RN - Aksi biadab zionis Yahudi yang menyerang Palestina telah menghancurkan rumah sakit (RS) Corona. Pemimpin Senior Hamas di Gaza, Yehya Sinwar, mengaku dirinya lebih mati dibunuh Israel.
Pernyataan itu disampaikan Sinwar ketika pejabat kesehatan Gaza memperingatkan tentang potensi bencana, karena pengujian dan vaksinasi Covid-19 yang hampir sepenuhnya terhenti di daerah kantong Palestina itu.
“Hadiah terbesar yang bisa diberikan Israel kepada saya adalah dengan membunuh saya,” katanya sebagaimana dilansir RT. "Saya lebih suka mati sebagai martir karena F-16 daripada mati karena virus corona atau penyakit (lain)."

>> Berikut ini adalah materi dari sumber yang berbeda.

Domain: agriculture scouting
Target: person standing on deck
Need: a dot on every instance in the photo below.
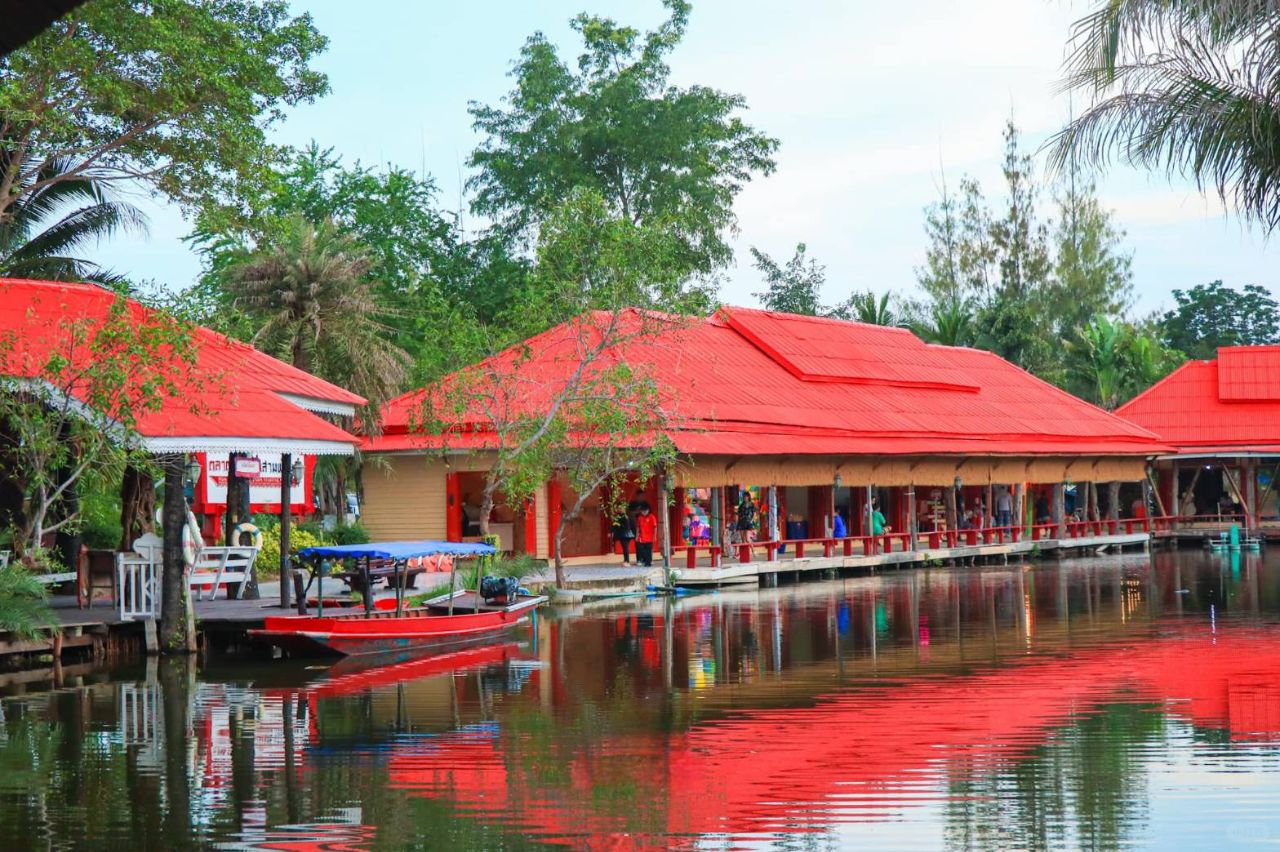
(878, 526)
(1004, 508)
(624, 532)
(647, 534)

BERITA TERKAIT :Rumah pemimpin militan itu termasuk di antara target IDF selama konflik, tetapi Sinwar berhasil tetap tidak terluka, diduga bersembunyi di jaringan terowongan bawah tanah di bawah Gaza.
Menteri Pertahanan Israel Benny Gantz pada Sabtu (22/5/2021) berjanji bahwa Israel pada akhirnya akan berhasil melenyapkan semua pemimpin Hamas. Sebagai tanggapan, Hamas memperingatkan bahwa mereka akan melanjutkan permusuhan jika Sinwar atau kepala staf kelompok itu, Mohammed Deif, diserang oleh Israel.
Dengan konflik terhenti, setidaknya untuk sementara, dengan kesepakatan gencatan senjata minggu lalu yang ditengahi oleh Mesir, penduduk Gaza memang menghadapi peningkatan risiko Covid-19.
Menurut laporan UNICEF, setidaknya 72.000 warga Palestina telah terlantar secara internal oleh serangan Israel, yang merobohkan beberapa bangunan bertingkat.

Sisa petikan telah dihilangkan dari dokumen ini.